The OGTT experiment is mainly used for judging the function of islet cells and the regulating capacity of an organism on blood sugar, the AUC can be used for representing the degree of impaired glucose tolerance, and the more serious the degree of impairment, the larger the AUC value. As shown in fig. 1a, the blood glucose level of the high-fat group was higher than that of the control group 30min after the intake of glucose and remained at a higher level after 120 min. The gavage sample group significantly suppressed the elevated blood glucose level compared to the high fat group, and the thallus group, the strain supernatant group, the strain broth group, and the strain fermented milk group decreased the AUC values of the high fat group obese mice by 10.21%, 24.08%, 16.08%, and 9.28%, respectively (p <0.05, fig. 1 b).
After feeding for 12 weeks, fasting for 12h, taking blood from mouse eyeballs, standing at room temperature for 4h, after blood coagulation, centrifuging at 3000rpm for 10min to separate serum, and measuring the contents of glucose and insulin in the mouse serum by using a biochemical kit.
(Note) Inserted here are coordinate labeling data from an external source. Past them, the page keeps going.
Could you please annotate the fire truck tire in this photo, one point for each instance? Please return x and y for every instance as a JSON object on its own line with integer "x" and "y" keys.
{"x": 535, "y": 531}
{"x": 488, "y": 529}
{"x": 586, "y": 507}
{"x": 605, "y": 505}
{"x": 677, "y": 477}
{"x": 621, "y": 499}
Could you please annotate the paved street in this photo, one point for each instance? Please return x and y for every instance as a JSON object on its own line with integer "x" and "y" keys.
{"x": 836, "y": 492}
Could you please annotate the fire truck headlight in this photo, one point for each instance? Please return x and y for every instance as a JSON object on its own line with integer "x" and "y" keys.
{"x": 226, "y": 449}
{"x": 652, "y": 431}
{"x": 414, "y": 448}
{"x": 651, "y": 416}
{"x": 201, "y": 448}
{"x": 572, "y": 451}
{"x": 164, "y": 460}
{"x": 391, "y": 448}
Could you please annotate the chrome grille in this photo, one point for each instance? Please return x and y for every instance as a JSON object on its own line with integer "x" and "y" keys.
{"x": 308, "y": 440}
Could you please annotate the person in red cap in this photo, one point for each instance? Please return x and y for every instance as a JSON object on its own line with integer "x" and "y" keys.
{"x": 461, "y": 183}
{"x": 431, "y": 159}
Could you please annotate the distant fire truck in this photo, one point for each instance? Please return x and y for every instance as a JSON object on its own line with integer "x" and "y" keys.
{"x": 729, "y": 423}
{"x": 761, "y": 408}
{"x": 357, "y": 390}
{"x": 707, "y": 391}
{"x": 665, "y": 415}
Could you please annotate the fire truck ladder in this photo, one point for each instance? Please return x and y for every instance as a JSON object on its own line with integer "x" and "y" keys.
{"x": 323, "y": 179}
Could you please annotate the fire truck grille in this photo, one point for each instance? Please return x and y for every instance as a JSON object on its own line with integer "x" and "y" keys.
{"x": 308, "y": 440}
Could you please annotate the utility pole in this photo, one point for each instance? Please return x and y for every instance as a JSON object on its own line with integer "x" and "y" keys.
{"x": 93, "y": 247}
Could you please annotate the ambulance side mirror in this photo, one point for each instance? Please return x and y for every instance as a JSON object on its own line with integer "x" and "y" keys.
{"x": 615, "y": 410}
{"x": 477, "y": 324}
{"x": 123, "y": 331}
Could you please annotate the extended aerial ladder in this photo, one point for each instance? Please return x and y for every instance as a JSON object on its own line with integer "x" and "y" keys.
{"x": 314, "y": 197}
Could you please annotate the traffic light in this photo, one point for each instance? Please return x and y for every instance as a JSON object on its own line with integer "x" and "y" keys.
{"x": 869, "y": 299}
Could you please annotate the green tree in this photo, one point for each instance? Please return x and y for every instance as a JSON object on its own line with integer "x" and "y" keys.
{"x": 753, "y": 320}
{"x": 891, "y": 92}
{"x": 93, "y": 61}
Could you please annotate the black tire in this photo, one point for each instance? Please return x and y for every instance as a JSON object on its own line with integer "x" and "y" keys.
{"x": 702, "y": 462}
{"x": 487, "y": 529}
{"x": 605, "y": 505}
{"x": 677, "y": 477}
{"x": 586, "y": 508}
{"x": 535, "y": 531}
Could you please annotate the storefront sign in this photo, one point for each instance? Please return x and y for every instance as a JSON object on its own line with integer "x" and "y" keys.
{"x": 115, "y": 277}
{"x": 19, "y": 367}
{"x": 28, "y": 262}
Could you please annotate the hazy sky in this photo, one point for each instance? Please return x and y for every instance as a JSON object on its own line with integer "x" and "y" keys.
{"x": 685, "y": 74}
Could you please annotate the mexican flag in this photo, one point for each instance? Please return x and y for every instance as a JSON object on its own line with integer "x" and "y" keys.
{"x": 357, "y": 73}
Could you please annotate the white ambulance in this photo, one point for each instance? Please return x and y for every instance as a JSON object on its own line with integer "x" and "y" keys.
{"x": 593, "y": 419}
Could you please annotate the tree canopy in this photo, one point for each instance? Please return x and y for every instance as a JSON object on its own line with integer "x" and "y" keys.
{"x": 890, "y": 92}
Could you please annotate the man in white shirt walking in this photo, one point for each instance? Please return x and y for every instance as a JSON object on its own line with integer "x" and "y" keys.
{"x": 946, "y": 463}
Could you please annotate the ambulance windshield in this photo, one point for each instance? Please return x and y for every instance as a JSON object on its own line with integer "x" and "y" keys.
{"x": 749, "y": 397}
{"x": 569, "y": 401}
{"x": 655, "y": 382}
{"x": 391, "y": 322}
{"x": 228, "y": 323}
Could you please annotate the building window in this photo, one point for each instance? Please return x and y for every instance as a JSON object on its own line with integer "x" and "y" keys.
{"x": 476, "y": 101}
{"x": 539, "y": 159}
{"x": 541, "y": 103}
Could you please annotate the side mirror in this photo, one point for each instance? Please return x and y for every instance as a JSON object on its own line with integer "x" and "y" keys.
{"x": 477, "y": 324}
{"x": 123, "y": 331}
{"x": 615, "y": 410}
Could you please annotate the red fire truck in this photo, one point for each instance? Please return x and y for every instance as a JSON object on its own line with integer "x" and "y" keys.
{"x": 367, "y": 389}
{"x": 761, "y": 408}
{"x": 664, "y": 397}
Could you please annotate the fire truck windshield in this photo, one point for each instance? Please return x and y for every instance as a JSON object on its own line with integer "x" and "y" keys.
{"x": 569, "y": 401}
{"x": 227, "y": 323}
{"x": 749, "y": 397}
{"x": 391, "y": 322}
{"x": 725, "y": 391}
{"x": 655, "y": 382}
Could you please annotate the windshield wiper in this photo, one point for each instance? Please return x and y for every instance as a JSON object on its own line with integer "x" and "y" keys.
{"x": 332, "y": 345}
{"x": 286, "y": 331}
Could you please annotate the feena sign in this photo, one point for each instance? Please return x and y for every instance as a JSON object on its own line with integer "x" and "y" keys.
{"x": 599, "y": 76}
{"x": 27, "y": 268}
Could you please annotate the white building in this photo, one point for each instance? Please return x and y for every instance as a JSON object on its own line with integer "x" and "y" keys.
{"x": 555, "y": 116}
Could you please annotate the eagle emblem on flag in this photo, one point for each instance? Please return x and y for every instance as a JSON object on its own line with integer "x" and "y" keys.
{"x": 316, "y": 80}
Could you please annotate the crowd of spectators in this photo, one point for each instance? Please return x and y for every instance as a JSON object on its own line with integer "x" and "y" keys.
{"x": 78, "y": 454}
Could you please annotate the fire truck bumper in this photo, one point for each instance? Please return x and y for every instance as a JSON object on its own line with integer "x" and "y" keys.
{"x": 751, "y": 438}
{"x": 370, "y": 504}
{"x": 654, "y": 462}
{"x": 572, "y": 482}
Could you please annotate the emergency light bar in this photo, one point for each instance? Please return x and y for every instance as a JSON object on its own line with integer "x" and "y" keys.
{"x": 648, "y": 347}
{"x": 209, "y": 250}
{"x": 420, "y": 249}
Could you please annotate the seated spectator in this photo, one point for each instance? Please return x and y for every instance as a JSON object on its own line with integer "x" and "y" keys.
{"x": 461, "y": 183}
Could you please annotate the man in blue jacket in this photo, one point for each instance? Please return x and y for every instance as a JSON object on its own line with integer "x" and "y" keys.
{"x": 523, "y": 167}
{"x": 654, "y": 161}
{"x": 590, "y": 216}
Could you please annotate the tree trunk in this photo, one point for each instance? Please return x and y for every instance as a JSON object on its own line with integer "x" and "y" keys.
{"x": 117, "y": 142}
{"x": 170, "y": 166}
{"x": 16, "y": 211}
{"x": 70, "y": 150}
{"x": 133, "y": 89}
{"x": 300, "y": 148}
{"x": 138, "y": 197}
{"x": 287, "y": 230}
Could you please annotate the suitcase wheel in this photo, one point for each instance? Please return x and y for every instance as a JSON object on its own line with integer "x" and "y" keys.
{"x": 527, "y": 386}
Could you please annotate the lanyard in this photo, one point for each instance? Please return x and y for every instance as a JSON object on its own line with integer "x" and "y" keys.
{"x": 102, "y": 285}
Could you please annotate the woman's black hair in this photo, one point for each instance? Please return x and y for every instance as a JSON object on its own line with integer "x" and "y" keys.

And calculating an insulin resistance (HOMA-IR) index and an insulin sensitivity (HOMA-IS) index, which are expressed as:
HOMA-IR ═ serum glucose (mmol/L) × serum insulin (mIU/L)/22.5;
HOMA-IS ═ 1/[ serum glucose (mmol/L) × serum insulin (mIU/L) ].
As shown in fig. 2a, blood glucose and insulin levels were increased 1.62-fold and 1.67-fold, respectively, in the high-fat group compared to the control group. The gavage sample group significantly inhibited elevated blood glucose and insulin levels (p <0.05) compared to the high fat group, and the thallus group, strain supernatant group, strain broth group and strain fermented milk group reduced blood glucose levels of the high fat group obese mice by 13.78%, 19.46%, 13.60% and 17.48%, respectively (p <0.05, fig. 2a), and insulin levels by 20.43%, 22.19%, 20.30% and 11.22%, respectively (p <0.05, fig. 2 b).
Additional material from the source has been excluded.